Within 10 years of the first human genome being sequenced, the cost of next-generation sequencing was reducing rapidly. Combined with advances in sequencing technology, this meant that exploring the genetic variation in large numbers of people was becoming increasingly tangible.
The 1000 Genomes Project was launched in 2007 with the aim of forming a public reference database to catalogue human genetic variation across major human population groups. In 2012, Gil McVean and colleagues presented phase one, the genomes of 1,092 individuals across 14 populations (including Europe, East Asia, sub-Saharan Africa and the Americas). They combined targeted deep exome sequencing, low-coverage whole-genome sequencing and dense single-nucleotide polymorphism (SNP) genotyping to establish one of the first high-quality resources of its kind. A key feature of this resource included a haplotype map consisting of 38 million SNPs. Low-frequency variants in the non-coding genome were also characterized, showing the ways in which purifying selection acts at functionally relevant sites in the genome. It highlighted the need for rare variants to be interpreted in the context of local genetic background and produced the first ‘null expectation’, that is, the number of rare, low-frequency and common variants one would expect to find in individuals across different populations.
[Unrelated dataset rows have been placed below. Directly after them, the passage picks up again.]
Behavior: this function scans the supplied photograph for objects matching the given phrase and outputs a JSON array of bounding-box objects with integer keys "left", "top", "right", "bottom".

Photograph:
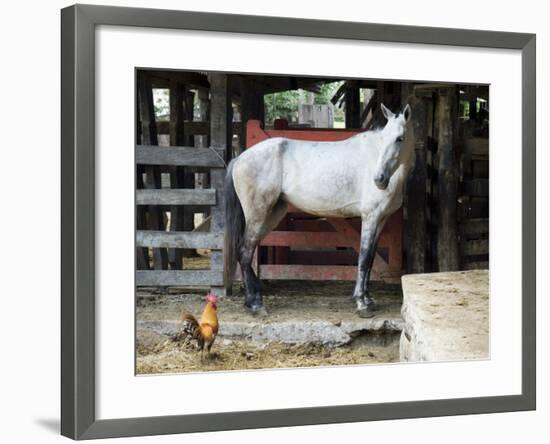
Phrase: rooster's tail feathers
[{"left": 180, "top": 313, "right": 201, "bottom": 339}]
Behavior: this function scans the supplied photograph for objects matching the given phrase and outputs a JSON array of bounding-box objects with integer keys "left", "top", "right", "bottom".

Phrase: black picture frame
[{"left": 61, "top": 4, "right": 536, "bottom": 440}]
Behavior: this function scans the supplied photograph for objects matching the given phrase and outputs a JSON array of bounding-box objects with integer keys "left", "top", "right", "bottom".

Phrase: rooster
[{"left": 173, "top": 292, "right": 219, "bottom": 360}]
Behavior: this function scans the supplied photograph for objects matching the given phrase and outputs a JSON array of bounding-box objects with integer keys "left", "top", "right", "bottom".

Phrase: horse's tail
[{"left": 223, "top": 159, "right": 245, "bottom": 291}]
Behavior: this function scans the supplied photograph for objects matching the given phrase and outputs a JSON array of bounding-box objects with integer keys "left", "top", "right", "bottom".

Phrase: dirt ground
[
  {"left": 136, "top": 329, "right": 400, "bottom": 375},
  {"left": 136, "top": 280, "right": 403, "bottom": 374},
  {"left": 137, "top": 280, "right": 402, "bottom": 324}
]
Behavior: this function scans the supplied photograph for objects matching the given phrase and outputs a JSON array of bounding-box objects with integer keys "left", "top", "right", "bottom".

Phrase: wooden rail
[
  {"left": 136, "top": 231, "right": 223, "bottom": 249},
  {"left": 462, "top": 218, "right": 489, "bottom": 236},
  {"left": 463, "top": 239, "right": 489, "bottom": 256},
  {"left": 154, "top": 120, "right": 242, "bottom": 136},
  {"left": 463, "top": 179, "right": 489, "bottom": 197},
  {"left": 136, "top": 270, "right": 224, "bottom": 287},
  {"left": 136, "top": 145, "right": 225, "bottom": 167},
  {"left": 136, "top": 189, "right": 216, "bottom": 206}
]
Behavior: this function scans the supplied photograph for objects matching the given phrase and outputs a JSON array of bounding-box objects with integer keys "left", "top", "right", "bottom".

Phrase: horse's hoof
[
  {"left": 247, "top": 305, "right": 268, "bottom": 317},
  {"left": 356, "top": 308, "right": 375, "bottom": 318}
]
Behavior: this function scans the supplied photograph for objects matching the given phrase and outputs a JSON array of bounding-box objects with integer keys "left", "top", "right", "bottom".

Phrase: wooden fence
[
  {"left": 136, "top": 71, "right": 231, "bottom": 294},
  {"left": 135, "top": 144, "right": 226, "bottom": 288}
]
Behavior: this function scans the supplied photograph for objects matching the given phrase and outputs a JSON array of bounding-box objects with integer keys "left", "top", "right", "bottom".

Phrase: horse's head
[{"left": 373, "top": 103, "right": 412, "bottom": 190}]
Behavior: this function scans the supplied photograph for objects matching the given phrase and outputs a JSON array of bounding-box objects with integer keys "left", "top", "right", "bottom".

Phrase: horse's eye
[{"left": 396, "top": 136, "right": 404, "bottom": 143}]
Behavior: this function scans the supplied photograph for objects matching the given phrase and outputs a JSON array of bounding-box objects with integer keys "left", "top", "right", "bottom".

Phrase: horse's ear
[
  {"left": 402, "top": 104, "right": 412, "bottom": 123},
  {"left": 381, "top": 103, "right": 395, "bottom": 121}
]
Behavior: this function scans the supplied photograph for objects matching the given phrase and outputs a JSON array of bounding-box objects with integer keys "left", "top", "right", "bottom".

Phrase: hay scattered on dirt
[
  {"left": 136, "top": 329, "right": 400, "bottom": 374},
  {"left": 136, "top": 280, "right": 403, "bottom": 374}
]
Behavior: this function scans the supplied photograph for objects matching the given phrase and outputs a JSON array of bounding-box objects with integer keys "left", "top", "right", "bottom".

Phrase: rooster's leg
[{"left": 206, "top": 343, "right": 214, "bottom": 360}]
The methods, technologies and systems developed to form the dataset provided a framework for the generation of large-scale genetic catalogues.
By the time the project reached its final phase in 2015, the dataset represented more than 2,500 individuals from 26 human populations and had contributed to or validated 80% of the variants in the dbSNP catalogue. In the final iteration, Adam Auton and colleagues painted a picture of what a typical human genome looks like, that is, one that consists of around 4–5 million sites that differ from the human reference genome and with variation that differs substantially among population groups.
More recent catalogues of human genetic variation have included the Exome Aggregation Consortium (ExAC) and the Genome Aggregation Database (gnomAD). Released in 2016, the ExAC database was the aggregation of exome sequencing data from more than 60,000 individuals of diverse ancestries (European, African, South Asian, East Asian and Latino ancestries). ExAC has now been replaced by gnomAD, which contains 125,748 exomes and 76,156 genomes in its current release, representing the largest catalogue of human variation.
This catalogue includes high-quality loss-of-function (LOF) annotations, allowing researchers to zoom in on per-base variation and gene-level selection. LOF variation can be used as an in vivo model for human gene inactivation and thus an indicator of a gene’s intolerance to inactivation. By comparing expected versus observed variation, Konrad Karczewski, Monkol Lek and colleagues created metrics to quantify the sensitivity of individual genes to variation. These gene-level metrics, as well as estimates of allele frequencies, have been invaluable for the human clinical genetics community when filtering or classifying candidate pathogenic variants in rare disease analyses.
The aggregation of population-level genetic datasets has given us unprecedented access to the depths of the genome. Moreover, the public access of these databases set a precedent for related fields to continue in this spirit of data sharing.
While efforts have been made to include diverse population groups, many of these datasets are nearly devoid of populations from regions such as the Middle East, Oceania and large proportions of Africa. There is still a long road ahead to improve the representation of understudied population groups, making initiatives such as GenomeAsia 100K and H3Africa crucial. We also expect to see more initiatives linking genotype and phenotype information, such as the All of Us, 100,000 Genomes and TOPMed programmes. Each of these initiatives are already showing potential to fine-tune our understanding of the impact of genetic variation on human health and disease.